The mobile payment wars are hotting up. Players are introducing smartphone apps, products that let you pay someone as long as you’re near them, and experimenting with NFC. Small wonder that the amount of money transferred via mobile is set to explode.
Of course mobile payments have been around for a while now. In emerging markets countries like Zambia and Kenya, people have been using their phones to transfer money since the early 2000s. It’s in the last couple of years that the world’s started to sit up and take notice.
Thing is, it’s taking notice in a big way. According to tech research company Gartner, global mobile payment transaction values will surpass US$171.5-billion in 2012, a 61.9% increase from 2011 values of US$105.9-billion. The number of mobile payment users meanwhile will reach 212.2-million in 2012, up from 160.5-million in 2011.

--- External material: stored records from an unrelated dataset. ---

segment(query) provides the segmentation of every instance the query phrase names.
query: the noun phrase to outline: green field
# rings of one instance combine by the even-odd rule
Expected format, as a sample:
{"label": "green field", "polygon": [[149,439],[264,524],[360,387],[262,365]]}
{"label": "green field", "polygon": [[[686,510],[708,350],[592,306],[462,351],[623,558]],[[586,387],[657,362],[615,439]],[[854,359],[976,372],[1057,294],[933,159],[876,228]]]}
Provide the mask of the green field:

If the research company’s forecasts are accurate though, that’s just a fraction of what’s set to come. According to Gartner research director Sandy Shen, the mobile payments market will be worth US$617-billion with 448-million users by 2016.

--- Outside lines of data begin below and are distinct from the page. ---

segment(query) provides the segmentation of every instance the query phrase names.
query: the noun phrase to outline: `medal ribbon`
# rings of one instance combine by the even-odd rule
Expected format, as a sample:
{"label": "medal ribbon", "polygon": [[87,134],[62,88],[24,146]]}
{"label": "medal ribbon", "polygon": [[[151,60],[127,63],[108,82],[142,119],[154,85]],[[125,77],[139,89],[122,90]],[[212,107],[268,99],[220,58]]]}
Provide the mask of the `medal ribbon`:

That said, it won’t be easy for any one service or technology to dominate the space completely. Companies wanting to have a go at mobile payments have to cater their products and services to local markets that will be using different access technologies, business models and partners, and under different regulatory conditions.
Shen reckons this fragmentation will give smaller players a fair chance:
“There will be a few global players that have the scale and resources to serve large customers and the mass market whose requirements can be readily satisfied by standard solutions,” she says. “However, there will always be segments that cannot be sufficiently served by the global players. The demand of these segments can only be satisfied by specialised or local players who can better understand the segment and have specific solutions to meet the unique challenges”.
Gartner reckons that SMS will remain the dominant form of mobile payment for the next few years in emerging markets, while mobile web and WAP-based payments will come to dominate in developed markets. NFC payments meanwhile will only really start to come into their own by 2016.
“NFC payment involves a change in user behavior and requires collaboration among stakeholders that includes banks, mobile carriers, card networks and merchants,” says Shen. “It takes time for both to happen, so we don’t expect NFC payments to come into the mass market before 2015. In the meantime, ticketing, rather than retail payment, will drive NFC transactions.”
The kind of things people pay for with their mobile devices will also differ between developed and emerging market countries. In the former, merchandise payments e-commerce purchases where users buy online, as well as in-store purchases will come to dominate. Money transfer and airtime top-ups will remain dominant in emerging markets.
Gartner singles out e-tailers such as Amazon and eBay for driving mobile store purchases. It also expects a large number of merchants to introduce their own mobile payment services, trying to emulate Starbucks’ success.
In emerging markets, Gartner says, money transfers will account for the largest portion of the transaction value because of the demand for secure and efficient ways of storing and transferring money. Ticketing and parking also appeals across many markets because it can improve efficiency in transacting, as well as offering user convenience. In African and South Asian countries, for example, users can buy bus and railway tickets using a mobile payment service so that they can secure tickets earlier where tickets are often in short supply.